3) in 6.3631, Wittgenstein writes: "It is clear that there are no grounds for believing that the simplest course of events will really happen." This is part of his criticisms of induction, causal reasoning, and the like. Given his position, does this work have anything to offer to social scientists -- for whom induction and causation are among the more commonly-deployed tools of the trade?

[Posted with ecto]

Monday, January 10, 2005

Constructing the Hacking test

[This entry serves two functions. First, it sets the stage for the discussion of Hacking on Thursday, so all students enrolled in the class will have to post a reply to it before class begins. Second, it provides a concrete example of the kinds of postings that I expect from the weekly presenters.]

Hacking offers a rather neat solution to one of the more complex problems bedeviling constructionist analyses: how can one simultaneously maintain that something is socially constructed and that it is in some sense real? We might call this the inverted-commas solution, inasmuch as it involves placing scare-quotes around the specific thing that we want to think of as socially constructed and then arguing that social construction applies to the concept (surrounded by inverted commas) and not to the object. We thus transform child abuse into 'child abuse', and can then without fear of contradiction claim both that child abuse is real and that 'child abuse' is a social construct. Ditto for 'multiple-personality disorder', 'dolomite', and so on.

It's an ingenious solution, one that simultaneously preserves two of our current intuitions about social life:
  • things in the social world -- things that all of us as social theorists and social scientists are interested in -- are in some sense dependent on contingent human activity to produce and sustain them; and
  • things in the social world are not simply a product of wishful thinking or flights of fancy, but seem to point beyond themselves -- 'child abuse' the concept, like 'genocide' the concept, is not simply a figment of our (collective) imaginations, since it refers to something.
But I wonder if it isn't too neat. In particular, I wonder if it glosses over a tension implicit in the claim that something is socially constructed: is that claim itself "real" or "socially constructed"? (Both?) Can there be a truth-value to a statement like "the notion of 'child abuse' (or the notion of 'social construction') is socially constructed"?

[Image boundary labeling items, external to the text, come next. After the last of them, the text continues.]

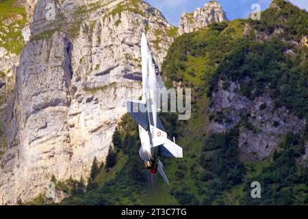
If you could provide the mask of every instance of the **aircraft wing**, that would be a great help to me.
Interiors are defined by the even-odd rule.
[[[140,109],[146,109],[146,104],[139,101],[127,101],[127,111],[135,121],[144,130],[149,130],[149,117],[147,112],[142,112]]]
[[[159,146],[159,152],[166,157],[183,157],[183,149],[168,138],[165,144]]]

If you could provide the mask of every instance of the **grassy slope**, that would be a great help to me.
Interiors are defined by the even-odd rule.
[[[21,29],[26,23],[26,12],[24,8],[14,5],[16,0],[5,0],[0,3],[0,47],[14,54],[19,54],[25,45]],[[2,22],[8,18],[21,15],[23,19],[13,22],[5,27]]]

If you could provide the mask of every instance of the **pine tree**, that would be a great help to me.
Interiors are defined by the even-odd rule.
[[[114,144],[114,148],[117,151],[122,149],[121,136],[118,127],[116,127],[116,129],[112,135],[112,144]]]
[[[84,179],[82,176],[80,177],[80,181],[77,183],[77,194],[81,194],[85,192],[86,185],[84,185]]]
[[[54,175],[53,175],[53,176],[51,177],[51,182],[53,182],[53,183],[55,183],[57,182],[57,179],[55,179],[55,177]]]
[[[114,166],[114,165],[116,165],[116,153],[110,146],[109,148],[108,155],[107,155],[106,157],[105,168],[108,169]]]
[[[97,188],[97,184],[94,182],[95,177],[99,173],[99,163],[97,157],[94,157],[92,163],[91,173],[88,183],[87,190],[92,190]]]

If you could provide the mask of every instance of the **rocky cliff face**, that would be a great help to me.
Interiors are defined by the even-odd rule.
[[[225,132],[240,124],[239,147],[248,160],[269,156],[287,132],[302,132],[305,120],[292,115],[285,107],[276,108],[266,94],[251,100],[240,94],[240,85],[218,81],[212,94],[209,132]]]
[[[5,109],[0,204],[33,200],[58,180],[86,179],[103,161],[126,112],[125,93],[140,94],[140,38],[146,32],[162,62],[174,27],[141,1],[26,1],[27,36],[14,97]],[[46,19],[54,4],[55,20]]]
[[[183,13],[177,35],[193,32],[207,27],[212,23],[227,21],[226,12],[222,10],[221,5],[216,1],[211,1],[206,3],[203,8],[198,8],[192,13]]]

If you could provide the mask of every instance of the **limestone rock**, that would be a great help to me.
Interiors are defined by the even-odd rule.
[[[226,12],[223,10],[221,5],[216,1],[211,1],[206,3],[203,8],[198,8],[192,13],[183,13],[177,35],[195,31],[207,27],[212,23],[227,21]]]

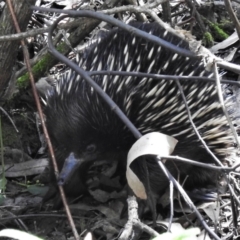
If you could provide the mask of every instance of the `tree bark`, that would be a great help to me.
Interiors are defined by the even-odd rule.
[[[21,31],[25,31],[32,15],[31,5],[36,0],[12,0]],[[7,4],[0,16],[0,36],[16,33],[12,16]],[[8,99],[15,85],[14,65],[16,64],[17,51],[20,41],[0,42],[0,102]]]

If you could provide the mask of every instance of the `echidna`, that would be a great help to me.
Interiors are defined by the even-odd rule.
[[[156,35],[184,49],[188,43],[155,23],[132,26]],[[166,75],[211,76],[199,59],[187,58],[148,42],[121,29],[111,30],[98,44],[90,47],[81,60],[88,71],[138,71]],[[211,163],[188,120],[185,105],[173,80],[154,80],[130,76],[94,76],[93,79],[121,108],[142,133],[161,132],[173,136],[178,144],[173,155]],[[234,140],[218,102],[215,85],[210,82],[183,81],[193,121],[216,156],[223,160],[234,153]],[[46,123],[61,170],[65,159],[74,153],[86,165],[99,159],[118,159],[126,163],[127,152],[135,142],[128,128],[89,86],[74,73],[66,74],[46,100]],[[169,182],[155,161],[147,160],[150,187],[159,195]],[[203,187],[213,183],[213,171],[184,163],[166,162],[166,167],[182,179],[185,187]],[[82,166],[66,185],[67,194],[78,194],[84,187]],[[142,171],[140,167],[138,171]],[[141,174],[140,174],[141,178]],[[144,178],[144,177],[143,177]],[[79,185],[81,184],[81,186]],[[79,187],[77,187],[79,186]]]

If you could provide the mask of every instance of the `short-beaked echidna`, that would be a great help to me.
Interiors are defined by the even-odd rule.
[[[156,35],[184,49],[188,43],[155,23],[132,26]],[[201,60],[187,58],[148,42],[121,29],[110,31],[85,53],[81,67],[88,71],[115,70],[186,76],[210,76]],[[142,133],[161,132],[173,136],[178,144],[173,155],[211,163],[188,120],[176,82],[131,76],[94,76],[93,79],[121,108]],[[219,159],[232,154],[234,140],[218,102],[216,87],[210,82],[182,81],[184,94],[201,136]],[[73,73],[66,74],[46,99],[46,123],[61,170],[70,153],[77,158],[118,159],[126,163],[127,152],[135,142],[128,128],[89,86]],[[155,161],[148,160],[151,190],[161,194],[169,181]],[[188,175],[187,188],[213,182],[214,172],[184,163],[166,162],[166,167],[182,179]],[[178,169],[178,170],[177,170]],[[66,185],[67,194],[78,194],[81,166]]]

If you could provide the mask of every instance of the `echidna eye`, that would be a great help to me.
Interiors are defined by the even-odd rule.
[[[97,147],[96,147],[95,144],[90,144],[90,145],[87,146],[86,151],[89,152],[89,153],[93,153],[93,152],[96,151],[96,148]]]

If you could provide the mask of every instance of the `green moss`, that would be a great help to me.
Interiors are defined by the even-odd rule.
[[[57,46],[57,50],[60,53],[65,54],[69,51],[69,47],[64,43],[60,43]],[[32,67],[32,73],[34,76],[34,79],[39,79],[45,75],[45,73],[49,70],[50,66],[53,66],[56,64],[58,60],[50,53],[47,53],[44,55],[33,67]],[[18,89],[23,89],[29,86],[29,73],[25,73],[21,77],[17,79],[17,87]]]

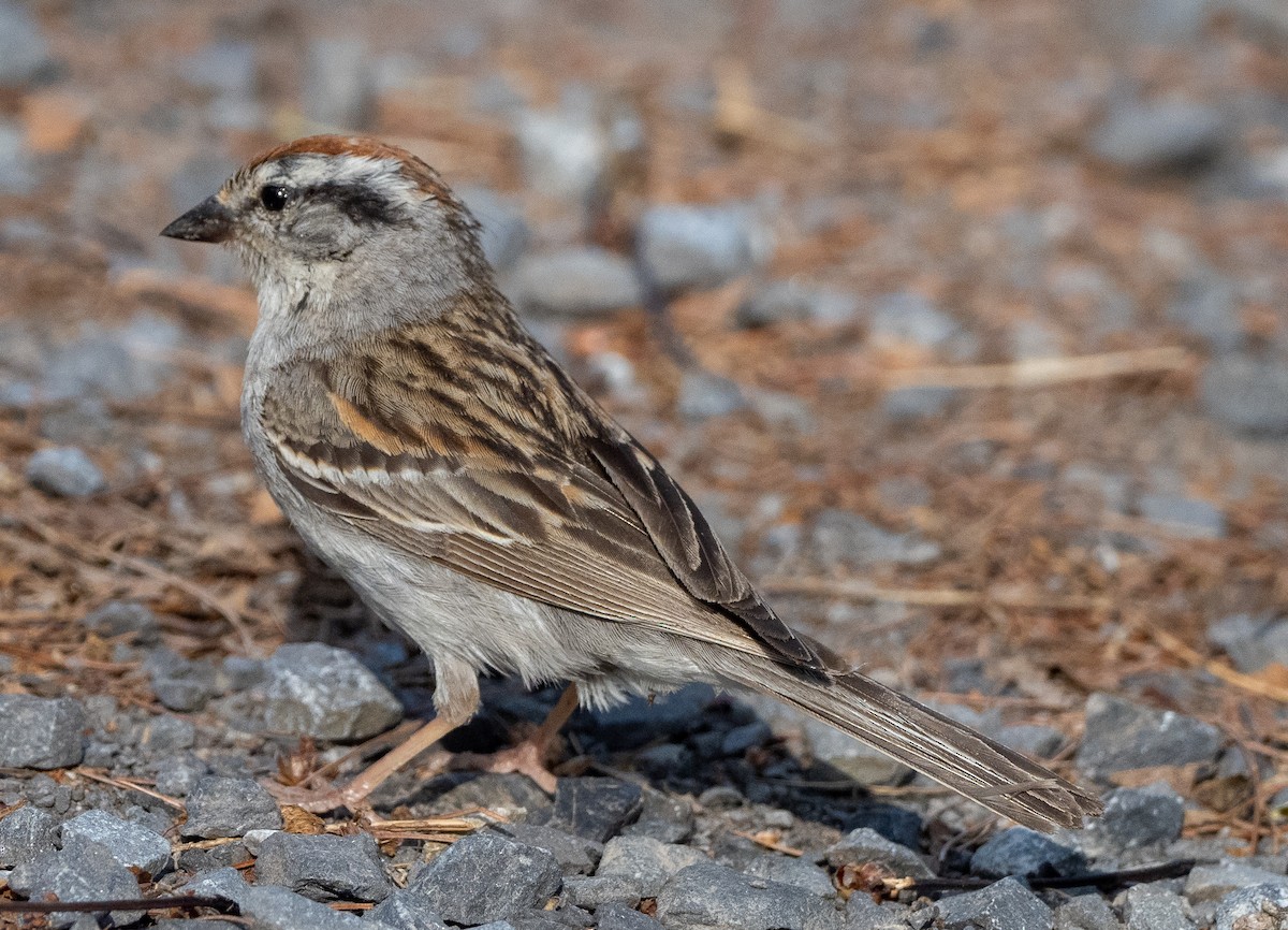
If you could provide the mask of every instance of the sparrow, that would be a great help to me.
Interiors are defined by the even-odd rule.
[[[433,660],[437,716],[314,810],[357,809],[479,707],[482,672],[571,683],[497,768],[547,790],[578,706],[690,681],[768,694],[1021,824],[1101,805],[784,623],[684,489],[520,325],[478,224],[424,161],[317,135],[250,161],[162,236],[223,242],[259,295],[241,402],[305,544]]]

Take a concrete example: the "Hacking test," proposed by the author as a way of seeing where you fall on the three important dimensions of social construction: nominalism, contingency, and externality sources of stability in knowledge. What exactly does this test "test"? If it is an attempt to rank readers on a scale, is it constructing those readers' proclivities, or merely revealing them? Apply Hacking's own analysis: the notion of being a 'social constructionist' is clearly a social construction, but this doesn't necessarily mean that social constructionists are. So could you be essentially and intrinsically a social constructionist? Could you be so consistently? (Should this matter?)

Compare the Hacking test with, say, this personality-typing system based on the enneagram. Does that change the issue in any way?

Do claims about social construction occupy some kind of middle ground between a thing and the inverted-comma concept of that thing?